In Obesity Epidemic, Many Now Turn to Surgery. I harp on fitness and diet. Fortunately, I have a body habitus that allows success towards my goals. Some people have major weight problems. I watched a moving interview which Tim Russert conducted with Al Roker, discussing Roker’s weight loss surgery. Al Roker has a web page and has several discussions of his surgery, the most poignant – Here’s The Story!. Jane Brody has done a wonderful job of synthesizing information on bariatric surgery.
This nation is in the midst of an expanding epidemic of excess weight, the consequence of overconsumption and underactivity that has resulted in a chronic net increase in caloric intake over expenditure. About 60 percent of American adults are overweight or obese, including about 3 percent of adults who are morbidly obese, weighing 100 pounds or more above their ideal weights.
Despite a false start with an intestinal bypass operation that initially gave weight-loss surgery a bad name, modern versions of so-called bariatric surgery are safer and more effective, and they are becoming increasingly popular among the largest Americans.
The American Society for Bariatric Surgery estimates that in the year now ending, 63,100 weight-reduction operations will have been performed, up from 23,100 five years ago.

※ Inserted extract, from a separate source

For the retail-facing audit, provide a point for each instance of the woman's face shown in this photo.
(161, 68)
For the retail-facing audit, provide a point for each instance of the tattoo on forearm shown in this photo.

Surgery is a final option. It is a last resort. Surgery has significant risks.
Surgical weight reduction is now limited to those who are extremely obese, with a body mass index, or B.M.I., of 40 or more, or 35 for those with medical complications caused by obesity. The B.M.I. can be calculated in several ways: in one, a person’s weight in pounds is divided by height in inches squared, then multiplied by 703.
You can calculate your own BMI – Body Mass Index Web Calculator. I have run a few numbers to bring a BMI of 40 into perspective. At 6 feet I would have to weigh 295 to reach morbid obesity (BMI of 40). At 5’6″ the weight is 248. At 5′ the weight is 205. We are discussing the morbidly obese. Note that patients with serious medical complications are eligible at lower weights.
Again I must emphasize the risks of surgery.
The operation, even though sometimes done through a laparoscope, is hardly a minor procedure. Like all operations, it has risks and complications, including blood clots, wound problems and death. About 15 percent of patients experience complications, and 0.5 percent to 1 percent die because of the surgery.
For many patients the risks are worth the benefits. Patients must make a careful and informed decision with a full understanding of those risks.
But the benefits are profound. In addition to durable weight loss, bariatric surgery can rapidly reverse Type 2 diabetes, improve cardiac function and blood lipid levels, correct breathing problems like sleep apnea, reduce blood pressure, improve the quality of life and lower health care costs, disability and the risk of premature death.
Many patients whose weight had kept them from working or taking part in physical and other activities are able to go back to their jobs, exercise regularly and maintain active social lives.
Sexual interest is often restored and women who were infertile because of hormonal problems are able to conceive. In addition, there are the emotional benefits of extreme weight loss: an improvement in self-image and self-esteem and lifting of depression.
I have cared for a number of patients who have had successful bariatric surgery. This is a major decision for patients. It requires careful physician counseling and support. It is the right treatment for some patients. This review is worth saving for interested patients.